Five font sizes, not four. The spec declared sizes across badge text, footer, labels, title, and values — five distinct pixel values. The researcher’s notes called this “exactly four tiers” and argued that two sizes were effectively the same tier. The checker’s response was the quote above: both are explicitly declared as separate values, maximum is four, blocked.

Fix: consolidate two sizes into one. The 1px difference between a footer and a label isn’t a visual tier worth encoding. It’s drift. Four sizes now.

Badge padding not on the spacing scale. The badge used 2px 6px. The spacing scale uses only multiples of four. Fix: 4px 8px. Visually identical at that size. On the scale.

Neither would have been obvious in the rendered output. They’re the kind of thing that makes an interface feel slightly off without anyone being able to say why — and exactly what a human reviewer would most likely let slide as “close enough.”

The checker is not capable of “close enough.” That’s the point.

The PM Version of the Same Idea

In product, there’s a class of decision that looks harmless in isolation and consequential at volume. A font size here. A spacing value there. Copy that says “No results” instead of telling you what to do next. Each one is a rounding error. Together they’re the gap between a product that feels considered and one that feels assembled in a hurry.

The answer was never to tell developers to be more careful. It was to build systems that enforced consistency — design tokens, component libraries, copy guidelines, review gates. You remove the decision from the moment of writing and put it into a shared constraint that applies whether or not anyone remembers it.

AI-assisted development has the same volume problem, faster. An agent building a UI makes dozens of small decisions per minute. Most are fine. Some drift. The only reliable way to catch the drift is to have the constraint documented before the code runs, and to have something check it that doesn’t share the author’s interest in letting small violations pass.

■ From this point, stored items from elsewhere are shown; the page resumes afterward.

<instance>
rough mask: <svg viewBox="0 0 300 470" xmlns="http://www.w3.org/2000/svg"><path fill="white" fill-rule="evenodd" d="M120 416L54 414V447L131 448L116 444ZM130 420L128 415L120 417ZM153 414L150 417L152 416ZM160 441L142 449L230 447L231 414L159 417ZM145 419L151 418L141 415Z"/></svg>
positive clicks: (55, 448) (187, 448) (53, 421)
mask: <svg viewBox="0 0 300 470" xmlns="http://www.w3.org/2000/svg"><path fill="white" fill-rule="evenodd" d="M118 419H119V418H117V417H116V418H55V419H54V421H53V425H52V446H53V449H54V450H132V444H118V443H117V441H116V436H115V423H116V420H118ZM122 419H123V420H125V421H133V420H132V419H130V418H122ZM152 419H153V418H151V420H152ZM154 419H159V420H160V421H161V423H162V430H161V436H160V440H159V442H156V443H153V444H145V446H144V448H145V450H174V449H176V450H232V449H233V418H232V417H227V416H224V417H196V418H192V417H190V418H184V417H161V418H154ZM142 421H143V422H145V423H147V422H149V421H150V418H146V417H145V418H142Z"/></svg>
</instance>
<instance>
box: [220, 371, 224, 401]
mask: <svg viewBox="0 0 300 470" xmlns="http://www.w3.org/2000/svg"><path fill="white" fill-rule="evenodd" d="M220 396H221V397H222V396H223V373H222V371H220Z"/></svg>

The checker flagging the researcher’s self-justifying note — “exactly four tiers, trust me” — is that gate working. It’s the same reason I don’t let a single agent plan and verify its own work. Not because the agent is incompetent, but because authors are poor auditors of their own decisions. That’s not an AI problem. It’s just true of anyone who wrote the thing they’re reviewing.

What I’d Tell You to Try

Lock design constraints before you write any styled output. Type scale, spacing scale, color roles — decide them once, in a document, before any code. The constraint doesn’t know what runtime it’s governing. It applies to a React component and to a string of HTML in a Code node in exactly the same way.

Have a second agent check the first agent’s work. The researcher that drafts the spec and the checker that validates it should be separate — separate context, separate prompt, no shared investment in the outcome. The researcher will rationalize. The checker should not be able to.

When the checker blocks, trust the block. The researcher said four tiers. The checker said five values. The checker was right. Fix the exact thing named and move on.

The font size was 1px off. It would have been in production HTML I couldn’t easily patch in DevTools. Small thing. But small things are exactly what the process is for.